Since the 1980’s immunologists have uncovered a third pathway by which complement can be activated, which has been termed ‘The Lectin Pathway.’

The lectin pathway is similar to the classical pathway except it is initiated by  a  lectin found in our serum called mannan-binding lectin or mannan-binding  protein (MBP).  MBP  binds to the sugar  mannose which is very commonly on the surface of  bacteria. MBP is a member of a special class of lectins, called ‘serum lectins’ that are part of the immune system of many higher animals, including humans. One of the most important functions of MBP, a lectin which may help protect against  repeated ear infection in children.  Not surprisingly, many dietary lectins bind mannose, including the lectin from the common garlic bulb (Allium sativa). Since in this function it is identical to MBP, it is feasible that some of the anti-bacterial effects from garlic consumption may result not from the well-known antibacterial component allicin, but rather from the lectin in the plant stimulating the formation of complement. Leeks, interestingly enough, apparently have the same lectin,  or one very similar, as does garlic.
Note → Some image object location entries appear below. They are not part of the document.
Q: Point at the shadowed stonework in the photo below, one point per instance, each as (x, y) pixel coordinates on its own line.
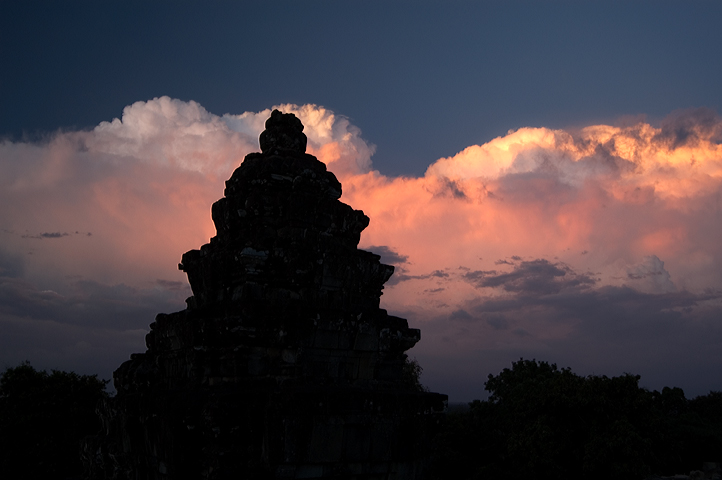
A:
(283, 365)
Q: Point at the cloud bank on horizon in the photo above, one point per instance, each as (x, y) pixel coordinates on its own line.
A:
(596, 248)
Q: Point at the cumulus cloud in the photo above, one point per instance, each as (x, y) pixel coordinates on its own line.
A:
(596, 248)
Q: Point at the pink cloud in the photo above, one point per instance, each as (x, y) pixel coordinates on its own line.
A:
(519, 246)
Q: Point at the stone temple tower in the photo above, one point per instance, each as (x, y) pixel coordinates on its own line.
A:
(282, 366)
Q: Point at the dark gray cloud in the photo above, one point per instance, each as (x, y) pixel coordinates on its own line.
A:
(11, 265)
(401, 276)
(43, 235)
(91, 328)
(388, 255)
(687, 127)
(536, 277)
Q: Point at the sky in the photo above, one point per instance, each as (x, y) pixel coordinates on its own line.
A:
(546, 177)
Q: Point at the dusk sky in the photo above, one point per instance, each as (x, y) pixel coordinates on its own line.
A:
(546, 177)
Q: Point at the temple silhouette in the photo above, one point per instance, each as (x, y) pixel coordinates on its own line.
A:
(282, 365)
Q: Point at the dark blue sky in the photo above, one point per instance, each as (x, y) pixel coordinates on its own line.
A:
(422, 80)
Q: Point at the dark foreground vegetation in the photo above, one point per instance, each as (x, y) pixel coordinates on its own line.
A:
(544, 422)
(43, 417)
(539, 422)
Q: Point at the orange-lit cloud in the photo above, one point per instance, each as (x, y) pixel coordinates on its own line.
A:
(598, 248)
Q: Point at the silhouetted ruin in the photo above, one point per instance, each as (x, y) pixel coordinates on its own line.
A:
(283, 365)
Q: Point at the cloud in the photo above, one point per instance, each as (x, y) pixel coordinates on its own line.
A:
(596, 248)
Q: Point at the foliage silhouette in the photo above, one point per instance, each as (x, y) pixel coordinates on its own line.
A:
(544, 422)
(43, 418)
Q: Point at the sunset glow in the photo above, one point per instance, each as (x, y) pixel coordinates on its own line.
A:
(525, 245)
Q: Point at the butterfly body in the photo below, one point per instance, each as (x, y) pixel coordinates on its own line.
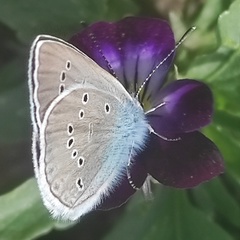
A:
(86, 128)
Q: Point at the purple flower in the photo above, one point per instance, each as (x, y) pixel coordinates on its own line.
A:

Dam TK, et al    Garlic (Allium sativum) lectins bind to high mannose oligosaccharide chains. J Biol Chem. 1998 Mar 6;273(10):5528-35.

Aittoniemi J, Rintala E, Miettinen A, Soppi E Serum mannan-binding lectin(MBL) in patients with infection: clinical and laboratory correlates. APMIS 1997 Aug;105(8):617-2

Peumans WJ, Smeets K, Van Nerum K, Van Leuven F, Van Damme EJ Lectin and alliinase are the predominant proteins in nectar from leek (Allium porrum L.) flowers. Planta 1997;201(3):298-302

The actions of Mistletoe (Viscum album), a popular Christmas ornamental and very well-known alternative therapy for certain types of cancer in Europe, are apparently the result of a lectin contained in the plant. Studies have shown that Mistletoe lectin has the effect of increasing complement in addition to several antibodies.